Unless you are comparing identical sources under tightly controlled double blind conditions, anything you think you heard is pretty much irrelevant and you don't know anything - at best you believe things based on an unreliable subjective evaluation.
 
And lots of people claim to understand the technical stuff when in fact they often completely misunderstand it. But they believe they really do understand it because they've read incorrect explanations repeatedly over and over again.
 
And no one who really understands the technical stuff would ever make any claims whatsoever regarding audibility that didn't come from carefully controlled objective testing.
 
And by some amazing coincidence, almost none of the unexplainable stuff that people know they can hear ever holds up under careful double blind testing.
 
It is what it is.
2016/04/11 18:18:19
DrLumen
Having an electronics background, I do know the tech behind digital and analog. When I test/experiment with identical conditions with the only variable being the source - an album or an mp3, I know what my ears are telling me.
 
However, say what you think you know.
2016/04/11 20:24:58
bitflipper
I suspect the vanishing count is due to increased compression with each subsequent remaster, rather than being attributable to some fundamental difference between an analog vs. digital recording.
 
Simply converting to a digital format alone should not result in any audible loss of information.
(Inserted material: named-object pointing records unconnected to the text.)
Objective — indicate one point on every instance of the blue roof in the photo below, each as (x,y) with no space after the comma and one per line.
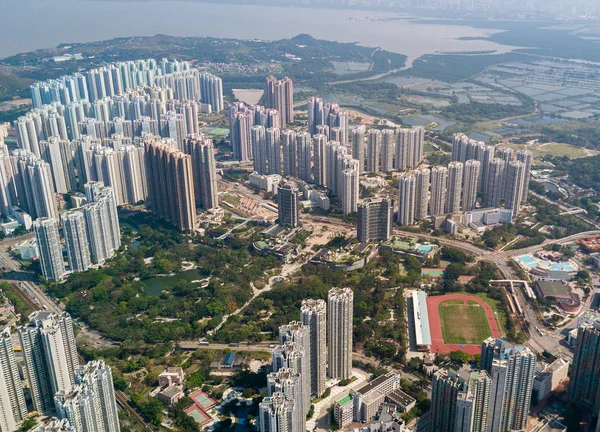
(229,358)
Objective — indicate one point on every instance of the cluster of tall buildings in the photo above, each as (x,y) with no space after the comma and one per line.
(495,398)
(92,234)
(82,397)
(93,126)
(179,181)
(316,347)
But nearly every analog recording that's ever been re-released on CD has been remastered. They could do that transparently, but record companies can't resist doing a little "modern" squashing at the same time.
2016/04/11 21:05:19
drewfx1
DrLumen
Having an electronics background, I do know the tech behind digital and analog. When I test/experiment with identical conditions with the only variable being the source - an album or an mp3, I know what my ears are telling me.
 
However, say what you think you know.


 
In my case, I don't have to say what I think I know. My knowledge is based on objective evidence that is consistently reproducible - with consistent results from a variety of different types of objective tests and measurements - and it holds up under scrutiny.
 
If you think you can hear things in a format (vinyl) with not just higher noise levels, but many times higher noise levels than CD, it's almost certainly because you made a mistake in testing or tested two different things. 
 
You said yourself you couldn't explain it (and claim to be technically knowledgeable), and your results don't match what theory predicts, what quantitative measurements tells, and they aren't consistent with the results of careful double blind objective tests done by others.
 
We don't throw out all of that other stuff because you make a claim where you didn't even explain how you know the vinyl and CD came from the same source and didn't explain the test conditions in detail. 
 
And the faith you have in your ears is perhaps a sign that you aren't aware of just how unreliable they are. I know I don't trust mine at all in any kind of casual testing.